HobbitLong / CMC

[arXiv 2019] "Contrastive Multiview Coding", also contains implementations for MoCo and InstDis
BSD 2-Clause "Simplified" License
1.3k stars 179 forks source link

Convention for number of convolutions in AlexNet #11

Open macaodha opened 5 years ago

macaodha commented 5 years ago

Hi there,

This is a bit of a meta-question.

I noticed that your code uses the original AlexNet parameters i.e. with convolutions 96,256,384,384,256 vs. the one weird trick paper 64,192,384,256,256 that is the standard in the official PyTorch implementation.

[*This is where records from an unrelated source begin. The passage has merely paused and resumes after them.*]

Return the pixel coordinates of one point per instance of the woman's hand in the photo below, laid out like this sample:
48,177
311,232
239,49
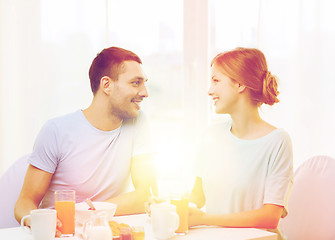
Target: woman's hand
196,217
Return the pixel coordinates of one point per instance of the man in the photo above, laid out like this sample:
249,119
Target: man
94,151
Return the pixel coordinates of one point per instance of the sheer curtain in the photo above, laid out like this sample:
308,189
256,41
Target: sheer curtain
47,47
297,37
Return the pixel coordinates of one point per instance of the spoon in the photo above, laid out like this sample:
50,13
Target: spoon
90,204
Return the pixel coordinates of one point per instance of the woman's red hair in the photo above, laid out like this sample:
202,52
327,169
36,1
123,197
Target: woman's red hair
248,67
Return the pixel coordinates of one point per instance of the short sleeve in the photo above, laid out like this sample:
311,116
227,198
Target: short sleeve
280,173
142,138
45,152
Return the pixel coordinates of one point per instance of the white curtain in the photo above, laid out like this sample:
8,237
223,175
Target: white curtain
46,47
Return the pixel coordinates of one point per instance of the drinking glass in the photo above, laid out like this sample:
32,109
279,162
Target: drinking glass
65,207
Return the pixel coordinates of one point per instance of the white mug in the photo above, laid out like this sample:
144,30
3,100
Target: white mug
164,219
43,223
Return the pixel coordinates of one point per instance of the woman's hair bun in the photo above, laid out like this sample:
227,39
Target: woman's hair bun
270,89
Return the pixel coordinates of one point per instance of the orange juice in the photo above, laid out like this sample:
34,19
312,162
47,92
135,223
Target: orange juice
66,214
182,211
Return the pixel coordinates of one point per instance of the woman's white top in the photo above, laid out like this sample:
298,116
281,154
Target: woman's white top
240,175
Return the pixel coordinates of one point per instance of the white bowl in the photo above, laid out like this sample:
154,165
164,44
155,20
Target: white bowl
83,214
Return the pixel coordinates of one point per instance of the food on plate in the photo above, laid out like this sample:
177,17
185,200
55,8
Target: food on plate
116,227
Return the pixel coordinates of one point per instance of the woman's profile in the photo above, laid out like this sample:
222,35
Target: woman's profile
244,164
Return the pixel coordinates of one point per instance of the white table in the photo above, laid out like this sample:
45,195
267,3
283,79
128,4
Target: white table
198,233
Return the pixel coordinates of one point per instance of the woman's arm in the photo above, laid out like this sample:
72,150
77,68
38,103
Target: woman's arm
266,217
197,195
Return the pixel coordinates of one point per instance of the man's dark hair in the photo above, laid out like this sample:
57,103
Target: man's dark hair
109,63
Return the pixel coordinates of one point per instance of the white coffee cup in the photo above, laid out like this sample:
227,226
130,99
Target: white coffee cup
43,223
164,220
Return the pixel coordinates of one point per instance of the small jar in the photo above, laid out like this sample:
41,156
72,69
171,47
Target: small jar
125,233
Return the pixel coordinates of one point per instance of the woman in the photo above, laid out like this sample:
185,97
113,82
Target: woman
245,164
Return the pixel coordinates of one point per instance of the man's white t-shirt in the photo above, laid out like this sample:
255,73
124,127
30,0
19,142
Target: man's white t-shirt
240,175
94,163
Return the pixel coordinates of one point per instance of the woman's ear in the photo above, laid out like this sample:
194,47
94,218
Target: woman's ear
241,88
106,84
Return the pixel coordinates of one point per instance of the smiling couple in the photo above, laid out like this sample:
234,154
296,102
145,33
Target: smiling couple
95,151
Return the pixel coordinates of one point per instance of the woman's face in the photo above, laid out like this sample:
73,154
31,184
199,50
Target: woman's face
223,90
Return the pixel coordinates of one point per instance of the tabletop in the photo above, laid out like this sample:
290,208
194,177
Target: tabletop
196,233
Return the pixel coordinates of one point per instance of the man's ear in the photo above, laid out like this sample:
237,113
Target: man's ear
241,88
106,84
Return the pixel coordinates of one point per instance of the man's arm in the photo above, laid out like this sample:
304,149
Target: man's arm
35,185
143,176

In comparison, Feng et al. at CVPR 2019 use the smaller version of AlexNet in their code.

I was wondering if there was a standard for which version of AlexNet should be used in the self-supervised literature, and if it even makes a difference?

Thanks

HobbitLong commented 5 years ago

Hi, @macaodha ,

Good question! I think most of the previous literature used the so-called CaffeNet from the original caffe team, which should be 96,256,384,384,256.

Here my model is also not the standard CaffeNet, in the sense that we split it into two parts. This will halve the number of parameters as well.

Have you tried both of the two models you mentioned to see the performance gap? I feel it would not be very big but I haven't got a chance to figure it out yet.

macaodha commented 5 years ago

Thanks for the reply!

I'll let you know if I look into this.